Nasza Loteria SR - pasek na kartach artykułów

Wisła: powrót Chaveza, ważne rozmowy Stilicia

Bartosz Karcz
Od lewej: Wilde-Donald Guerrier, Osman Chavez, Emmanuel Sarki
Od lewej: Wilde-Donald Guerrier, Osman Chavez, Emmanuel Sarki Anna Kaczmarz
Piłka nożna. Zaraz po przyjeździe do ośrodka treningowego Bośniak spotkał się z Robertem Gaszyńskim i Zdzisławem Kapką. Klub i zawodnik deklarują chęć podpisania nowego kontraktu

W ośrodku treningowym w Myślenicach było wczoraj wesoło. Piłkarze zjeżdżali się na zajęcia, a przyjazd każdego z nich wywoływał głośne reakcje w szatni.

Dziennikarze czekali przede wszystkim na Semira Stilicia, którego przyszłość w Wiśle ciągle nie jest do końca jasna. Bośniak zaraz po przyjeździe do ośrodka spotkał się z prezesem Robertem Gaszyńskim i dyrektorem sportowym Zdzisławem Kapką.

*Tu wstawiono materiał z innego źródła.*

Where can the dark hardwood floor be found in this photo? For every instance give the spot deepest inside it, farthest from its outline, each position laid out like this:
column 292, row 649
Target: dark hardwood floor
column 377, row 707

Po spotkaniu powiedział: - Porozmawialiśmy z prezesem i mogę powiedzieć, że zarówno ja, jak i klub jesteśmy otwarci na dalsze negocjacje w sprawie nowego kontraktu. Jest chęć z obu stron, żebyśmy doszli do porozumienia. Mam inne oferty, różne kluby do mnie dzwonią, ale pierwszeństwo w rozmowach o nowym kontrakcie ma Wisła. Dobrze czuję się w Krakowie i chcę tutaj zostać.

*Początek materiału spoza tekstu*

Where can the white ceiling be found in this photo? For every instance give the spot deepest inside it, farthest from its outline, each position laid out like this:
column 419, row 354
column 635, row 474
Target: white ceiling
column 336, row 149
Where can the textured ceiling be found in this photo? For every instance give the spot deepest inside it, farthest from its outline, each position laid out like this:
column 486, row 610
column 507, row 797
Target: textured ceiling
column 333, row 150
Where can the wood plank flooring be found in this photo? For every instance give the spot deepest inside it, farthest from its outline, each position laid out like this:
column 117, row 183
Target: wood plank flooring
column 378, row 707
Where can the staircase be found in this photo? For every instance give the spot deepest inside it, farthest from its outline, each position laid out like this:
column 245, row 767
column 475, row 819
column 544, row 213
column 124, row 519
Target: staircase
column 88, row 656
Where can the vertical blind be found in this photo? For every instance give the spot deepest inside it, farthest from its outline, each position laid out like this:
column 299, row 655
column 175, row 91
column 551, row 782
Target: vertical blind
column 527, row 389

Sprawę Stilicia skomentował prezes Gaszyński. - Obie strony potwierdziły gotowość do osiągnięcia kompromisu - powiedział. - Najważniejsza jest deklaracja Semira, że chce u nas zostać. Umówiliśmy się na kolejne rozmowy. Jeśli znajdziemy rozwiązanie satysfakcjonujące i piłkarza i klub, poinformujemy o tym.

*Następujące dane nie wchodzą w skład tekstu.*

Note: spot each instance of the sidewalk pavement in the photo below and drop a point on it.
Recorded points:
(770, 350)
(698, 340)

Prezes dodał, że finisz rozmów ze Stiliciem musi zostać osiągnięty dość szybko. Klub na pewno nie będzie czekał do czerwca.

- Jeśli nie dojdziemy do porozumienia, musimy mieć czas na znalezienie zawodnika o podobnym profilu - tłumaczy Gaszyński.

- Myślę, że sprawa zostanie zamknięta do pierwszego meczu z Lechią.

Dodajmy, że Stilić ma wpisaną w kontrakt klauzulę odstępnego, która wynosi 600 tysięcy euro. Trudno się jednak spodziewać, żeby ktoś chciał tyle zapłacić za piłkarza, któremu za kilka miesięcy kończy się kontrakt.

"Biała Gwiazda" stara się intensywnie o innych piłkarzy.

- Przed wyjazdem na obóz do Turcji zaprezentujemy te osoby, które będą uzupełnieniem składu - mówi Gaszyński. - Proszę jednak nie liczyć na to, że ich liczba będzie duża. Na ten moment nie ma takiej potrzeby. Kadra na pewno nie będzie szczuplejsza niż przed ostatnim meczem w 2014 roku z Ruchem.

Wczoraj w Myślenicach zjawił się Osman Chavez, który w ubiegłym roku grał na zasadzie wypożyczenia z Wisły w chińskim Qingdao Jonoon.

Gaszyński przyznał, że w przypadku Honduranina możliwy jest teraz każdy scenariusz. Klub może chcieć rozwiązać bardzo wysoki kontrakt zawodnika, obniżyć go lub pozostawić na dotychczasowym poziomie.

- Nie będę na ten temat rozmawiał z Osmanem za miesiąc czy dwa. Do takiej rozmowy dojdzie bardzo szybko, jeszcze w tym tygodniu - zapowiada Robert Gaszyński.

Wisła jest natomiast coraz bliżej pozyskania Bobana Jovicia z Olimpiji Lubljana. - Mogę potwierdzić, że jesteśmy bardzo blisko tego, żeby Boban był zawodnikiem Wisły - nie kryje prezes "Białej Gwiazdy".

Nie wiadomo tylko, czy Jović zawodnikiem Wisły stanie się już teraz czy dopiero latem, gdy wygaśnie jego kontrakt z Olimpiją. - Każdy z tych scenariuszy jest możliwy - mówi Gaszyński.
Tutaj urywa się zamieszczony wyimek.